Tüm bunlar yaşanırken Ömür arkadaşlarını evden göndermişti. Biliyordu o adam kendisini almak için yakında tekrar gelecekti. Can’ın odasına çıkmak için merdivene yöneldi. Odaya girmek üzereyken telefonuna mesaj geldi. Burak’tan geldiğini gördüğünde hemen açtı.

“ Can’ı buldum. Tahmin ettiğimiz gibi o kaçırmış. Can’ı oradan şuan çıkarmak çok riskli, her yerde kameralar ve çok sayıda koruma var. Ayrıca teslimatı da iki gün sonraya aldı. Ben seni müsait bir zamanda arayacağım. Kendine çok dikkat et.”

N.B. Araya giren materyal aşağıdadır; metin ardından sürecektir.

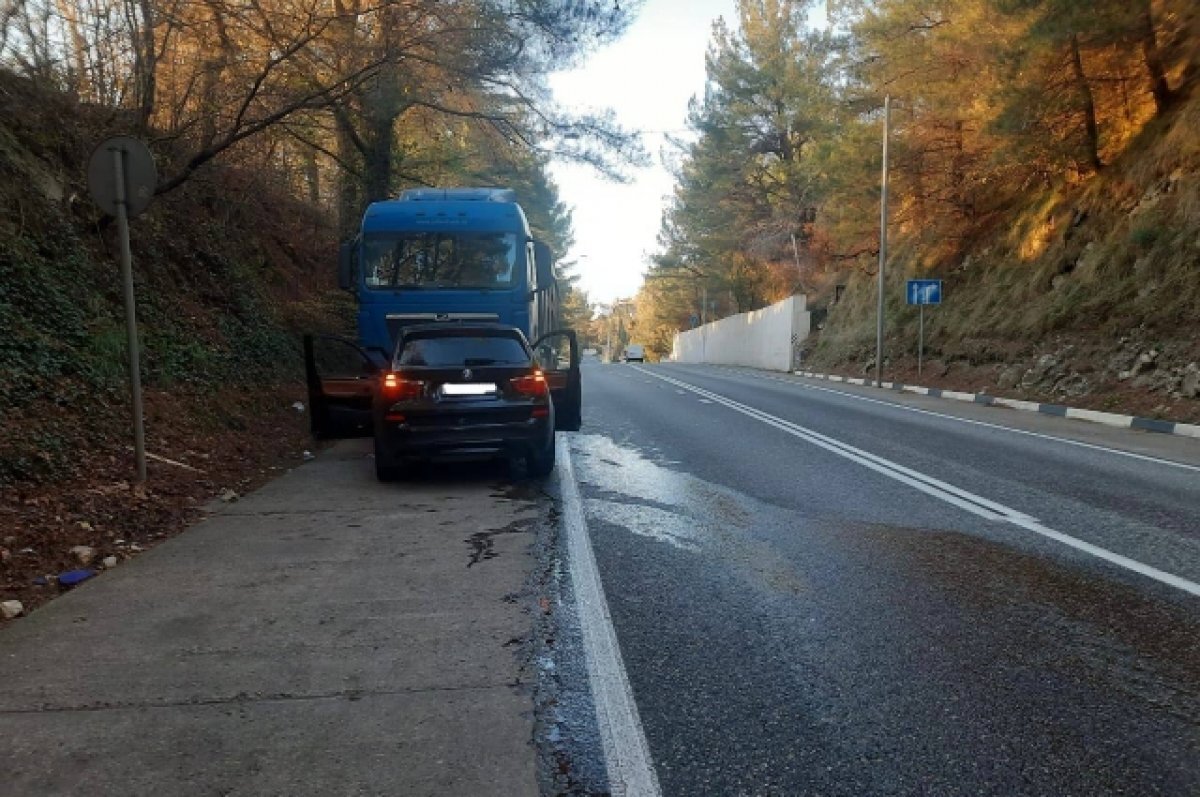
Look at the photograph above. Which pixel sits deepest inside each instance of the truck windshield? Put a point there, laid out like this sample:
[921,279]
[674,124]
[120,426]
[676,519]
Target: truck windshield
[441,259]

Burak’ın attığı mesajı okur okumaz Barış’a gönderdi. Ardından da aradı.

“ Ayhan müdüre olanları ve planı anlattığınız mı?”

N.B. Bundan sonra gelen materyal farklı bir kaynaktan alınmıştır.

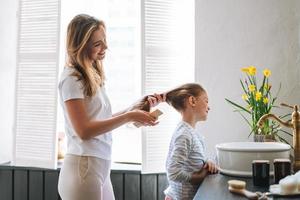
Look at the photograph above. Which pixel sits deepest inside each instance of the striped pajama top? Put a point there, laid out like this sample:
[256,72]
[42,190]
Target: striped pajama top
[186,155]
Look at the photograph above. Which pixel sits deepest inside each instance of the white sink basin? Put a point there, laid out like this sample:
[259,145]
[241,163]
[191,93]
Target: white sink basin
[236,158]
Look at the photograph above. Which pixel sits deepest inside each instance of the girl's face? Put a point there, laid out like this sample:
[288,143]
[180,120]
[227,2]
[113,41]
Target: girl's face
[201,107]
[97,45]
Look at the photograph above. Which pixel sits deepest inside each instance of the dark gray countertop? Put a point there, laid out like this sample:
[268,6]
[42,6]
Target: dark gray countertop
[215,187]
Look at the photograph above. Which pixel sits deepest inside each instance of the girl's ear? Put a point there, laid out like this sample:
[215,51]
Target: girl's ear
[192,101]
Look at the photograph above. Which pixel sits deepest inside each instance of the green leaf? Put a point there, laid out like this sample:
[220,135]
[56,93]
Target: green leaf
[238,106]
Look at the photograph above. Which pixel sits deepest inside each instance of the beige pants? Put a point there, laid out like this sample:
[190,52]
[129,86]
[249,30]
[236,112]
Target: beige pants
[85,178]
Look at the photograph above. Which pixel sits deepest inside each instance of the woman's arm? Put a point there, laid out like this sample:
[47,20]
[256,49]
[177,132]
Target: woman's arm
[87,128]
[198,177]
[177,162]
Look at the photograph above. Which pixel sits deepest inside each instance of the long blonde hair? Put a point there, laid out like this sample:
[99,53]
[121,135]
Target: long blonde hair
[79,32]
[176,97]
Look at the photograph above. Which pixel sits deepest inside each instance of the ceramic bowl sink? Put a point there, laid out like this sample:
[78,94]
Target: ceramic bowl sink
[236,158]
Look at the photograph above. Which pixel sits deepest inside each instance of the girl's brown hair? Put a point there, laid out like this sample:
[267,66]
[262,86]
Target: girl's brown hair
[79,32]
[176,97]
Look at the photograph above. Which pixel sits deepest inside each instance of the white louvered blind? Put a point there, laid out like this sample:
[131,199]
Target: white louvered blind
[36,84]
[168,61]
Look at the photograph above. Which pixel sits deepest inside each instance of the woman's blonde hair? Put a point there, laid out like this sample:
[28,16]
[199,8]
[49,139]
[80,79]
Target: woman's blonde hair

Barış onunla konuşurken bir yandan da mesajı okuyordu.

“ evet anlattık. Çok riskli olduğunu, ama bundan başka çaremiz olmadığını düşünüyor”

Ömür sıkıntılı bir nefes vererek onu onayladı.

“ evet, başka çaremiz yok”

Barış ile planın üzerinden son bir kez daha geçtikten sonra telefonu kapattı. Can’ın yatağına uzandı. Yastığındaki kokusunu içine çekerek biraz olsun uyumak için, gözyaşları ile dolmuş olan gözlerini kapadı.

Cenk önemli işleri olduğu için zorda olsa uyandı. Aşağı indiğinde babasının ve kardeşinin kahvaltı yaptığını gördü. Her zamanki gibi yine en son o uyanmıştı. Beraber kahvaltı yaptıkları kahvaltı sonrası Bora Karadağ ve Cenk şirkete giderken İpek’te arkadaşları ile buluşmak için evden çıktı. Baba oğul teslimat hakkında konuşuyor, herhangi bir sorun olmaması için tedbirler alıyorlardı. Yarın teslimat günüydü. Her ikisi içinde çok önemli bir gündü. Bora Karadağ son işini yapacaktı. Cenk ise babasından işleri devralarak şirketin başına geçecekti.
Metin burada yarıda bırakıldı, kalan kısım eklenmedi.